Вопрос вызвал явное непонимание в рядах трудящихся. Дров никто из них не рубил сроду.
— Может быть воду носил? — добавил я на всякий случай.
Прикола явно никто из присутствующих не понял.
— Или может быть кашу хотя бы варил, возможно, я просто не заметил? — практически ничем не рискуя, провел я добивающий вопрос.
— Какую еще кашу? — нахмурился челночный старшина. — Третью неделю, как с Герберы отчалили, одним сухпаем давимся.
— Вот оно что, — самочувствием покивал я. — Так какого черта вы на мою кашу пасть раздеваете⁈ Это моя каша и я буду её есть. Ну, угощу ещё товарищей по партии, но никого из вас, — я провел прицельно выставленным пальцем по ряду оскаленных нахлебников, — я рядом с собой не видел. Кто дров не рубил, воды не носил, тот кашу не ест. Я ясно выразился?
— Так-так-так, — замахал руками челночный старшина. — Стоп машина! Ты эти сказки детям рассказывай, а у нас на Вольном Флоте общественный договор! Все делится на всех, честно и по-братски!
— То есть не поровну? — заметил я.
— Две доли боевым палубам, — подтвердил челночный старшина. — По одной обслуживающим…
— А Днищу вообще ничего не положено! — гавкнул один из его подручных корешей, гнусный такой типчик слева.
— Ну ладно, ладно, — снисходительно махнул рукой челночный старшина. — Пол доли точно выделить сможем, вон, они ящики таскали. Заслужили.
— Ух ты, как зажигательно ты все поделил, — процедил я опуская ладонь поверх рукояти бластера в кобуре. — Всё учел, всех порадовал, всем сестрам по серьгам раздал.
— А чего не так-то? — насупился челночный старшина, покосившись на рукоятку своего бластера. — Всё по уговору.
— А будет так, — оскалился я. — Сначала мы всё разделим. А потом и вы с нами поделитесь.
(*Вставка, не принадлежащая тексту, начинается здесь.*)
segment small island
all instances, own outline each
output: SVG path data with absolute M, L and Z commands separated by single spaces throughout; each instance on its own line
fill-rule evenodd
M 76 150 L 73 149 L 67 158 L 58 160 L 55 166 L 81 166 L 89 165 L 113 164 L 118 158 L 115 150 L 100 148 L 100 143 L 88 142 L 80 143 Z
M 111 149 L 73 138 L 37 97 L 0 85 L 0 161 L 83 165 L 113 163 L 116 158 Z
— Подожди, — челночный старшина явно пытался быстренько в уме распутать внесенную мной схему и не справлялся. — Это получается… Это фигня какая-то получается!
Пацюк Игнатьевич за рулем транспортера скупо усмехнулся. Утырок с Ублюдком мрачно смотрели на комитет по встрече поглаживая рукоятки своих бластеров.
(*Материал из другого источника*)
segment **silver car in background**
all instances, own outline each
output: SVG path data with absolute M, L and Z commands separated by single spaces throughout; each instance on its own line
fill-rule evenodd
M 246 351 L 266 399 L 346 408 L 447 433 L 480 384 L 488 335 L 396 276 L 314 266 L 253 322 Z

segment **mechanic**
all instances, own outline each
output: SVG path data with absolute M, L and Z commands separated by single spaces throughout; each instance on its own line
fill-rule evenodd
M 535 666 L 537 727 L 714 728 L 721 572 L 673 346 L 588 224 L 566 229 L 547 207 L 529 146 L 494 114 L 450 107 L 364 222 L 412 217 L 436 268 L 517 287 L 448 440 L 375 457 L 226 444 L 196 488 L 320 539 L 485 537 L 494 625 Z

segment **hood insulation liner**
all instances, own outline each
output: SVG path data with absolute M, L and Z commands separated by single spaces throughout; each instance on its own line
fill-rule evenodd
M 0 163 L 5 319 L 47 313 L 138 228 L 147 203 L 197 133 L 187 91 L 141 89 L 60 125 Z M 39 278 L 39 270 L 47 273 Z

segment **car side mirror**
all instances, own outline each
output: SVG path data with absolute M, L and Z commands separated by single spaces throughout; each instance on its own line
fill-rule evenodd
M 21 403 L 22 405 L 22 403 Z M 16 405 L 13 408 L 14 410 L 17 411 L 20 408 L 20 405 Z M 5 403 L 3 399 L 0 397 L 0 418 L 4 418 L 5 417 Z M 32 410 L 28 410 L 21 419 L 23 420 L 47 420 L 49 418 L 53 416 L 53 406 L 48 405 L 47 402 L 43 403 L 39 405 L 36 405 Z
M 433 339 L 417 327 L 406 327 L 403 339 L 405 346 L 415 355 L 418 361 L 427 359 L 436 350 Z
— Так не пойдет! — возмущенно воскликнул челночный старшина.
— Ещё как пойдет, — усмехнулся я. — Меня вот всё устраивает.
— Мы так не договаривались! — воскликнул челночный старшина.
— Точно, — согласился я. — Со мной действительно никто ни о чем не договаривался. И поэтому будет, как я решил.
— Так, господа старшины, — Рыжий решил наконец влиться в обсуждение и внести свой вклад. — Давайте поостынем. Давайте не будем обсуждать этот серьезный вопрос вот так вот… Громко. Нас могут неправильно понять.
— Да я все уже правильно понял, — процедил я.
— Тише, Кома, — умоляюще поднял ладони Рыжий, — Ну, тише же. Сейчас все палубы сюда сбегутся, те же цвайхандеры моментально нагрянут, как только пронзают, что вы живыми вернулись, и они обязательно нагрянут, а вам это действительно надо? Ведь не надо же?
— Ну, предположим, — недовольно отозвался я. — Что ты предлагаешь?
— Капитанский совет, — произнес Рыжий. — Соберем всех старшин через полчаса на капитанской палубе, у добычи ставим совместную охрану. И решим все как цивилизованные люди, по понятиям. Никто не останется обиженным.
— Да конечно, — иронично произнес я. — Так уж и никто.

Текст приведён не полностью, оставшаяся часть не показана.